Globale Erwärmung

Bei zwei Grad mehr versinken 136 Weltkulturstätten

Wissenschaft
05.03.2014 01:01
Der durch den Klimawandel bedingte weltweite Anstieg des Meeresspiegels bedroht nicht nur den Lebensraum von Abermillionen Menschen, sondern auch das Kulturerbe. Wie eine Studie Innsbrucker und deutscher Forscher zeigt, würde eine globale Erwärmung um zwei Grad rund ein Fünftel der UNESCO-Welterbestätten gefährden - darunter etwa die Freiheitsstatue, den Tower von London oder Venedig.

Ben Marzeion vom Institut für Meteorologie und Geophysik der Universität Innsbruck und Anders Levermann vom Potsdam-Institut für Klimafolgenforschung in Deutschland haben für einen Zeitraum von 2.000 Jahren den zu erwartenden Anstieg des Meeresspiegels modelliert und untersucht, in welchen Regionen UNESCO-Weltkulturstätten in den kommenden Jahrhunderten gefährdet sind.

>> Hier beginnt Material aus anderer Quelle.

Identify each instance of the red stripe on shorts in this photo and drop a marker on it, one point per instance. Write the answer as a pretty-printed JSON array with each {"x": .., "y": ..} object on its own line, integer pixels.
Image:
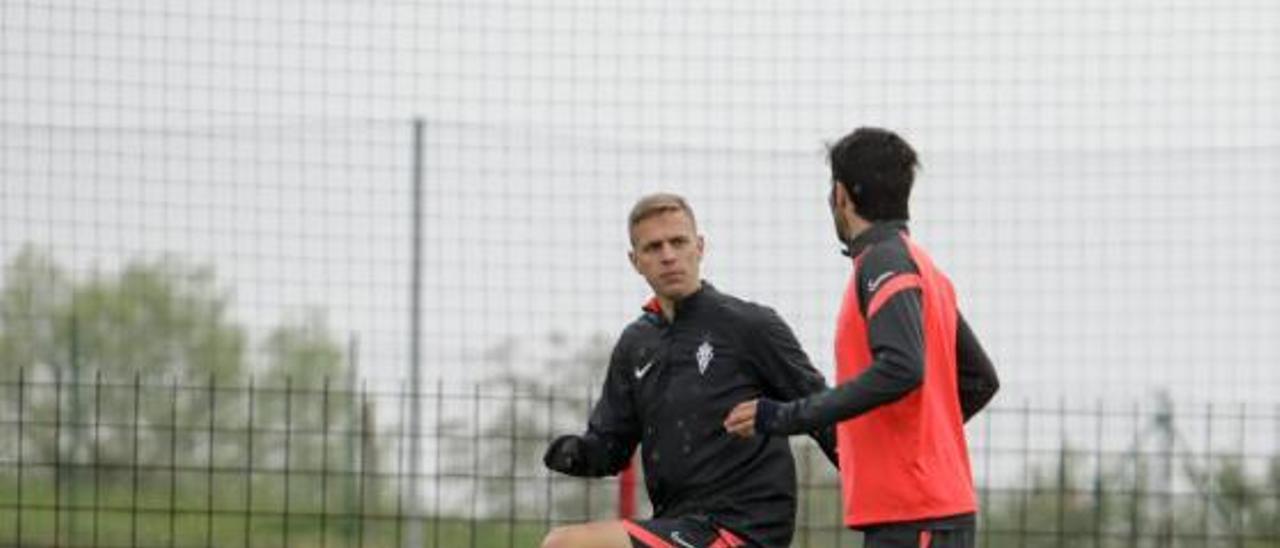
[
  {"x": 926, "y": 539},
  {"x": 727, "y": 539}
]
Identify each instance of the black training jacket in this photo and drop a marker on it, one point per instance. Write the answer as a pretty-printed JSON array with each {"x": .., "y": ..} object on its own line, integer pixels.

Ihre Ergebnisse haben sie im Fachjournal "Environmental Research Letters" veröffentlicht.

Schon jetzt Kulturdenkmäler in Europa bedroht
Bereits jetzt liegt die globale Durchschnittstemperatur um fast ein Grad Celsius über jener der vorindustriellen Zeit. Bleibt das so, sind weltweit bereits 40 der mehr als 750 Kulturdenkmäler (auf dem kleinen Bild sind jene von Europa zu sehen, wobei die schwarz eingekringelten schon jetzt bedroht sind), die die UNESCO derzeit auf ihrer Liste des Welterbes führt, unmittelbar vom steigenden Meeresspiegel bedroht. Sollte die Temperatur um drei Grad gegenüber dem vorindustriellen Niveau bzw. zwei Grad im Vergleich zu heute steigen, wäre rund ein Fünftel der Welterbestätten gefährdet: "136 Standorte würden dann auf lange Sicht unter dem Meeresspiegel liegen", sagt Marzeion. Gezeiten und Sturmfluten könnten aber schon sehr viel früher Folgen für die Kulturstätten haben.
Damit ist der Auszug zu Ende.